Hacker News new | ask | show | jobs
by vbezhenar 962 days ago
How often is it used? I write a lot of Java and I never used this feature. For me, it made streams implementation unbearably complex, to the point that I can't read its sources for a feature that I probably will never use.

I, personally, wish they never implement this parallel feature. For me JDK would be better without it.

3 comments

Starting to program with Java streams is weird because you are utilizing functional constructs in a language that historically had little notion of them. When I first started using them it felt worthless when I could achieve the same thing in classic OOP faster (and often run it faster too). But after a while you get a feel for the fluid style programming streams enable (and imo cleaner code). These days with ChatGPT, its probably a lot easier to get started.

With that said, you should almost always write a stream thinking only sequentially first, then identify steps which can benefit from .parallel() and only parallelize those steps. Its leveraging .parallel() efficiently that provides an advantage at run-time and why I tend to use it.
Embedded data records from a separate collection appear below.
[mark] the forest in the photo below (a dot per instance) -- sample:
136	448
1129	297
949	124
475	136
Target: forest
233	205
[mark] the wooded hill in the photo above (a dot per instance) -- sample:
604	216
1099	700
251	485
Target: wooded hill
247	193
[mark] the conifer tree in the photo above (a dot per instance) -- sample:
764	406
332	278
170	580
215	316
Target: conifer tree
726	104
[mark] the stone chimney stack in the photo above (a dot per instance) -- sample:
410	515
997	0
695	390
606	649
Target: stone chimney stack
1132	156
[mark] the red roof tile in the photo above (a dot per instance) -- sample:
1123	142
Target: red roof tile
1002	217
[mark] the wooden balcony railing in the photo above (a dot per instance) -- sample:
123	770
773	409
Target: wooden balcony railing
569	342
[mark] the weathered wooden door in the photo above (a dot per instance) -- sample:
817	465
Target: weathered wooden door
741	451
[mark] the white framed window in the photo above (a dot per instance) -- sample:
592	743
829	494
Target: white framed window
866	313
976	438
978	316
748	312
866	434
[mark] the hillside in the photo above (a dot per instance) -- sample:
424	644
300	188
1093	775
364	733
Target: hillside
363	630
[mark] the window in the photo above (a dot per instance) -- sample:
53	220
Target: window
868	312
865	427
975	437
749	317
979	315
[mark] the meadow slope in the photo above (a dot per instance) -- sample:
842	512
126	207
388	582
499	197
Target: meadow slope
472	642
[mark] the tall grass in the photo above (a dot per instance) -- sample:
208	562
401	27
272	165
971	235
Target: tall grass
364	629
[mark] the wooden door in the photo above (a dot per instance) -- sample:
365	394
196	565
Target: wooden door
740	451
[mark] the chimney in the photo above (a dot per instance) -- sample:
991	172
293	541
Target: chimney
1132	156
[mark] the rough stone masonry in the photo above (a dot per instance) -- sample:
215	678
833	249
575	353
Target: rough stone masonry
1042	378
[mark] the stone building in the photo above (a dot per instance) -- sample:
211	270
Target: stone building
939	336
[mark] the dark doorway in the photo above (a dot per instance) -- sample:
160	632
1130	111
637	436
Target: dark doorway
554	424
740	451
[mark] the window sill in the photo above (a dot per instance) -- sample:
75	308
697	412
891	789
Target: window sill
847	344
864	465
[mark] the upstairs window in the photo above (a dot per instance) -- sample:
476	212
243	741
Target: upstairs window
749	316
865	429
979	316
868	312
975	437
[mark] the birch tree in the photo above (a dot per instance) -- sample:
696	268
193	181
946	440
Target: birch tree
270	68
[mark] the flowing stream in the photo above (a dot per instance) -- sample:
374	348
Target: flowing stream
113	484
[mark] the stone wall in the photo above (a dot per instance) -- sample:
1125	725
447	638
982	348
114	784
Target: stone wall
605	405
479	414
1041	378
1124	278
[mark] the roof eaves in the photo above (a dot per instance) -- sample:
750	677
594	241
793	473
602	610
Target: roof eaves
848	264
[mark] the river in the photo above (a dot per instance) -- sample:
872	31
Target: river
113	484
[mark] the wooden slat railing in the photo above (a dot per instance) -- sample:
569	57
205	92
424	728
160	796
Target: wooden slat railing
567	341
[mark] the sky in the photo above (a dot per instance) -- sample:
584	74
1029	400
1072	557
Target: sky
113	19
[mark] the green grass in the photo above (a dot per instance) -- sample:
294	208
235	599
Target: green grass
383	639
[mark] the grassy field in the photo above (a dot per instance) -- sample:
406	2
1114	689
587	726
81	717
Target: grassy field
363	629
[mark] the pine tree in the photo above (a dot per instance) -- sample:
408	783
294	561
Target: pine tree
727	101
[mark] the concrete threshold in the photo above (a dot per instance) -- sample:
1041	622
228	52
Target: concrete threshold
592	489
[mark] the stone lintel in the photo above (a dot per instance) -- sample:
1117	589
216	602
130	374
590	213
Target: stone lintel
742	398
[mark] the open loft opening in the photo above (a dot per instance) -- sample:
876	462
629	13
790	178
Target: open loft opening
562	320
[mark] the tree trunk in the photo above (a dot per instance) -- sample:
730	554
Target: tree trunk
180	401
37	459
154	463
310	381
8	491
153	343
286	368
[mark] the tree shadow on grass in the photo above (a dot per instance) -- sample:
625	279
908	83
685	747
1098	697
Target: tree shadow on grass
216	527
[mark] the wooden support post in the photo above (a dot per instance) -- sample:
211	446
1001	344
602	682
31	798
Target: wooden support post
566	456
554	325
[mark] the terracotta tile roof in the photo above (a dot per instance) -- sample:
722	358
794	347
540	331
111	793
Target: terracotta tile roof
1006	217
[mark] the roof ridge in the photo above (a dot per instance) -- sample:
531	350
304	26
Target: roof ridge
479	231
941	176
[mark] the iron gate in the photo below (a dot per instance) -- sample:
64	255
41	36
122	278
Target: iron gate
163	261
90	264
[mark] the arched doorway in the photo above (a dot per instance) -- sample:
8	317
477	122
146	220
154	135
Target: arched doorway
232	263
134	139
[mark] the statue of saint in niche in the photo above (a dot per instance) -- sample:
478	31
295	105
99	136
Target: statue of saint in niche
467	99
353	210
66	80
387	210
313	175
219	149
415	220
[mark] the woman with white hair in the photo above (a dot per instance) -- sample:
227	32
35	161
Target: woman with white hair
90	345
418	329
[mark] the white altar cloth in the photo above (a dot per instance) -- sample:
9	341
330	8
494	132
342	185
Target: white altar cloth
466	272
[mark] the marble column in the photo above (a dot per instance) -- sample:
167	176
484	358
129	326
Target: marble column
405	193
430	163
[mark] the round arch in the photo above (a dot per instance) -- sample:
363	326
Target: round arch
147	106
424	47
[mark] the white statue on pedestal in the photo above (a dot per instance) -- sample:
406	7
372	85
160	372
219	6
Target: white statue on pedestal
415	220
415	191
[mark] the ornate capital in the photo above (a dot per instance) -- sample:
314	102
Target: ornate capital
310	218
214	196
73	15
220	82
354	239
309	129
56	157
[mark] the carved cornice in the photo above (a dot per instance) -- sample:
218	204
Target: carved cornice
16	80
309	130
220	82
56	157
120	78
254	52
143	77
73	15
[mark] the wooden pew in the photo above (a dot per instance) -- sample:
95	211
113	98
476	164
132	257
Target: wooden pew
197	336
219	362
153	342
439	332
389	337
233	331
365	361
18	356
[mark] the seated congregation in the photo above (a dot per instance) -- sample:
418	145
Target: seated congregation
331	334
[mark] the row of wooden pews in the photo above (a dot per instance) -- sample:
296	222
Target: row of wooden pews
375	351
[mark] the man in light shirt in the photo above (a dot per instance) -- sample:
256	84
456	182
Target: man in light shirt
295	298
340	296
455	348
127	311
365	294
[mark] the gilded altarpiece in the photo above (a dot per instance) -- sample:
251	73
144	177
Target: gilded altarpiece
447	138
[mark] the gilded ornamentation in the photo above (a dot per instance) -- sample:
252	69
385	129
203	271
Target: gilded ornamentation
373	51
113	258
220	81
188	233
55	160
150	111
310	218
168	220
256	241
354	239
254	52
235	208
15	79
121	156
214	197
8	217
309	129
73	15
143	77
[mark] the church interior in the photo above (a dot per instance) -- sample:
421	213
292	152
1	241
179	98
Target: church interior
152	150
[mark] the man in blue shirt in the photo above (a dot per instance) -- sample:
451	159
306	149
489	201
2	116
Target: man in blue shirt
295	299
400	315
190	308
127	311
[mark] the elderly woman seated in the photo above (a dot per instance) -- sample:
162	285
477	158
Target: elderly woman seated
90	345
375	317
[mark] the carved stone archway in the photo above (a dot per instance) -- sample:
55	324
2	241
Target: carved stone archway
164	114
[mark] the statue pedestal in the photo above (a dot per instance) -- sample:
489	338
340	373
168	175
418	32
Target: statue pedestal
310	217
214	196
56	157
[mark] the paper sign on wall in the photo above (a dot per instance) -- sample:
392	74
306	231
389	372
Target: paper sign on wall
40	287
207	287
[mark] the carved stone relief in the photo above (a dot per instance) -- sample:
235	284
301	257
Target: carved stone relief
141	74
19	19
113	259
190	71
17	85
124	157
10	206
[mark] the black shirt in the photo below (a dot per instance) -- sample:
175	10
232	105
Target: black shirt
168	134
I guess I was unclear, but I wrote specifically about parallel streams. Of course I use ordinary streams on every day basis. But using parallel stream in a server application which processes dozens of other requests simultaneously and runs on a server with dozen of other applications (very typical use-case for Java) just makes very little sense, because CPUs are already loaded and it'll just result with more context switches. I could imagine use-case for that (very urgent request which must be completed at expense of other requests and includes heavy collection processing), but I've yet to encounter it.
Yea, I don't imagine native stream parallelism will help when CPUs are already loaded. Presumably you're using Spring or Rx, in which case you probably can leverage reactive streams and/or Managed Blockers, but thats really just taking advantage of async patterns and not necessarily parallelism. The only case I could envision having a concrete benefit is if you used your own fork-join pool leveraging virtual threads instead of the global fork-join pool to prevent platform threads from hogging CPU, and then used reactive streams that leveraged the virtual threads. Although this would (theoretically) raise responsiveness, it would almost certainly come at the cost of throughput. All that is to say, parallelism generally only provides as much value as you have idle CPU cores.
Indeed, and some things become really hard to write because the operations are required to cope with parallel execution that I never want. Anyone doing serious parallelism is going to reach for another library anyway (Rx etc). Making streams parallel was a massive mistake and has just lead to enormous accidental complexity. God how I wish they’d just added map/filter/reduce to the collection interfaces.
The Stream API is insanely useful with just serial execution alone. A nested for loop with random breaks (that over time will do some random side-effect here and there, making it completely unreadable mess) is much worse than the “pipeline-y” behavior of streams.
It is useful, but it also has weaknesses. For example, I’ve lost count of the number of times I’ve seen someone forget to close() an IO-based stream (eg File.lines). But probably for 99% of cases you could get away with slurping the entire file into memory and returning a list. The streams API is optimised for the 1% of cases that need the additional complexity, at the expense of worse ergonomics for the common case.

I get why it ended up that way. I think it would have been difficult at that time to get traction for adding FP features just as a convenience. So they needed to do all the parallel stuff to justify it. But, as I said, anyone I see doing serious parallelism in Java is not using the streams API.

I use parallelization all the time. It's easily added later thanks to this feature, unlike say rewriting a code base from a single threaded language because you thought async constructs would be enough. Never making that mistake again.